The film is fluidly acted and directed, stays rooted in societal dynamics and personalities, resists stylistic flourishes, unfolds as an observational urban satire, and thrives on the ‘cinema’ of chaos and conversation (bonus: people speaking over one another and cutting each other off mid-sentence). You can tell that the crew is composed of seasoned theater veterans. The spatial awareness is great, the energy is organic, and at no point does one pocket of the place feel isolated from the other. All of them seem to be present at all times, regardless of who the camera focuses on. For instance, when some of them gossip in the kitchen, it still feels like the other actors are performing outside — not resting or waiting for their own scenes. When there’s a private chat in a bedroom, there’s a sense that life is continuing beyond the space.

These are small but underrated touches that not enough chamber dramas wield. When there are so many people, screenwriters often struggle with exposition; all their names and equations with each other have to be conveyed through dialogue before the viewer gets invested. This film does a neat job of weaving it all in through both lived-in vibes and plot placement — the policeman asks pointed questions in one timeline, and a few outsiders in the group become the medium to delve into other identities. For once, the specifics don’t matter. As long as we vaguely know of the attendees and their degrees of separation — brother, father, wife, colleague, friends, caretaker, professors and their age-gap plus ones — the story doesn’t get sidetracked by the details. I also like that one of the newcomers is a psychiatrist (played by Kapoor himself) who doubles up as the ‘detective’. He is trained to be sharp and perceptive, so he makes educated guesses and operates as a vessel of information for the audience.

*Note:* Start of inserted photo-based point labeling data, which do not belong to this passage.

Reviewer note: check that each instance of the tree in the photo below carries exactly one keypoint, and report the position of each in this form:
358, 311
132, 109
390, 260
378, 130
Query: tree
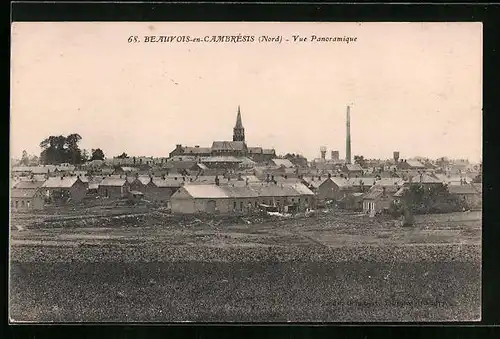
60, 149
97, 154
25, 159
73, 152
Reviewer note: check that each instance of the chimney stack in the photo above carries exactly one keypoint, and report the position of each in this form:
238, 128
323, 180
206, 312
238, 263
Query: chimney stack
348, 137
335, 155
322, 150
395, 156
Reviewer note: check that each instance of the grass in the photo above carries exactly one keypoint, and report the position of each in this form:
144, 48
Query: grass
244, 292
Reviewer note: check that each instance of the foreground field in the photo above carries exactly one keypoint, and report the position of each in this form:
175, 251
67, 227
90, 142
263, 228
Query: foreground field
338, 269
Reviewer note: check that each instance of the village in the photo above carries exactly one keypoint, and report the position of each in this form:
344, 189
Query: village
235, 232
231, 178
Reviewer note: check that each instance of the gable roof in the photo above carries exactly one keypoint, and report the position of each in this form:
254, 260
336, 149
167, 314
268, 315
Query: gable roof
220, 159
60, 182
282, 162
353, 167
255, 150
111, 181
415, 164
462, 189
389, 182
228, 146
212, 191
167, 182
196, 150
478, 187
23, 193
28, 184
426, 179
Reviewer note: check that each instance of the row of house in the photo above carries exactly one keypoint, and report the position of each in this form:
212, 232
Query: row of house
215, 198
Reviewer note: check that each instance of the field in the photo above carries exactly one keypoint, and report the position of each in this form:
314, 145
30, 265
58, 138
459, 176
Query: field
335, 267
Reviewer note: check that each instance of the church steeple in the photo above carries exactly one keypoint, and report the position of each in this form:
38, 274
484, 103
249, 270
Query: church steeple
238, 130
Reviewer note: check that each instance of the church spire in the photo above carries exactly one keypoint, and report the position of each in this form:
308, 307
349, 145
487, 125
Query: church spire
238, 130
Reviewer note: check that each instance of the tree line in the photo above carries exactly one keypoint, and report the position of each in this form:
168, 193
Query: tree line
58, 149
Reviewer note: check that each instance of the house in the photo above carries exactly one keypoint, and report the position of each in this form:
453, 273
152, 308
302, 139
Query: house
453, 179
246, 163
229, 148
161, 189
64, 168
22, 170
335, 188
313, 182
138, 183
93, 164
467, 193
282, 163
424, 179
29, 184
352, 170
64, 189
114, 188
94, 182
196, 151
352, 201
268, 154
221, 162
410, 165
378, 199
28, 199
245, 199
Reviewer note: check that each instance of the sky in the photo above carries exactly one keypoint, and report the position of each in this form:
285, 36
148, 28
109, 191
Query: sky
413, 87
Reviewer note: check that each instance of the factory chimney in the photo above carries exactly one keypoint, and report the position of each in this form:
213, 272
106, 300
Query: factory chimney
322, 150
348, 137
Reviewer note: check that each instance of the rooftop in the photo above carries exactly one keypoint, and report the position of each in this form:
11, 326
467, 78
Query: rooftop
60, 182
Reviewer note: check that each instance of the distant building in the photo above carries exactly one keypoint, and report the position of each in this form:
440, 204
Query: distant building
469, 194
236, 147
115, 188
352, 169
245, 199
64, 189
26, 199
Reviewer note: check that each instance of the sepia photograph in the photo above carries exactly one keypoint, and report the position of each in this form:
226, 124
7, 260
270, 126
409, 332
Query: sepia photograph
243, 172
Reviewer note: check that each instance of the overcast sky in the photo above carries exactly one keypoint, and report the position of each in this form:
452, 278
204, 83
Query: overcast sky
413, 87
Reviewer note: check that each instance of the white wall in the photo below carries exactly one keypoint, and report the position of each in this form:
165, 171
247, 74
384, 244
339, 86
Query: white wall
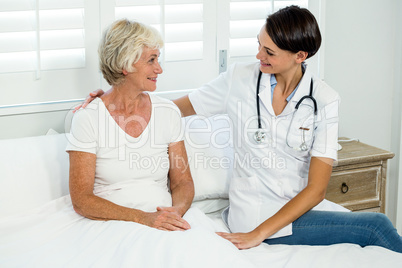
362, 56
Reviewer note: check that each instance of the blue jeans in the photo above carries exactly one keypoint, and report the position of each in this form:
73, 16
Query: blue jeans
327, 228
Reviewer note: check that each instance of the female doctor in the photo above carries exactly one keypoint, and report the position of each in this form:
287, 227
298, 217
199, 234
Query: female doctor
285, 125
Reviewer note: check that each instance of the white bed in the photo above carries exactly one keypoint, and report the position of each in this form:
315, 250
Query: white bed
34, 184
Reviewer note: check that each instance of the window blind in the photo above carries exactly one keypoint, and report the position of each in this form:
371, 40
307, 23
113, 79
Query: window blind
179, 21
40, 35
246, 20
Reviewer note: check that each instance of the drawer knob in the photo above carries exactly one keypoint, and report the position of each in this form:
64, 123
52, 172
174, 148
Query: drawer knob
344, 188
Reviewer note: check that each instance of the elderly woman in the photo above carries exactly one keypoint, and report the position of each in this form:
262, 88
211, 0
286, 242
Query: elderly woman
128, 179
281, 110
125, 146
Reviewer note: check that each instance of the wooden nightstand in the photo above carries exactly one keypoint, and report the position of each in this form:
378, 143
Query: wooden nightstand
359, 177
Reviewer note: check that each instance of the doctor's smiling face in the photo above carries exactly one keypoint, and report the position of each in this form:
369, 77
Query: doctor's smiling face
274, 60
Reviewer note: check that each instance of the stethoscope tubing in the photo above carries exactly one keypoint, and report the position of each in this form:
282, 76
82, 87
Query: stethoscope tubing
310, 96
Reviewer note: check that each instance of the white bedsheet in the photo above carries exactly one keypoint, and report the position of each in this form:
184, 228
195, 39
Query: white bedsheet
65, 239
55, 236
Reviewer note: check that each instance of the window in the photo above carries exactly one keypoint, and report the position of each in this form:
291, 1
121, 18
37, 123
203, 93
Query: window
48, 49
41, 35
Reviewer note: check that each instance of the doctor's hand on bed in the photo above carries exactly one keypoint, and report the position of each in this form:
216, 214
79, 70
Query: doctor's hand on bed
92, 95
167, 219
243, 240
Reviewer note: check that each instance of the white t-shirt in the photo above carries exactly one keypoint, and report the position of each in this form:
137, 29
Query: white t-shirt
131, 172
268, 175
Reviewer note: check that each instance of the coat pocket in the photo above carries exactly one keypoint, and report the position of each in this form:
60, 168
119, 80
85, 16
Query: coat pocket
245, 202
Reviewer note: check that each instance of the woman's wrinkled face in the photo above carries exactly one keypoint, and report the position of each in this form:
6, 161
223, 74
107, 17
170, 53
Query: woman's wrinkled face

Unfortunately, a whodunnit is invariably defined by the climax. The twist. The big reveal. In that sense, Everybody Loves Sohrab Handa resorts to a corny genre gimmick. It’s like life suddenly collapses into fiction. But I believe it’s the execution that’s a bit off (especially parting exchanges like “What will save us, professor?” — “Beauty”), not the idea behind it. Without giving away too much, it’s safe to say that the twist is a satisfactory riff on generational abuse, repressed masculinity and the complicity of privilege. The obvious subtext is that everyone is responsible for Sohrab Handa’s fate: the people who nurture, empower, love, antagonise, indulge and befriend him. Nobody is beyond reproach, not least the upscale whims of an urban demographic that loves discussing the world they are responsible for corrupting.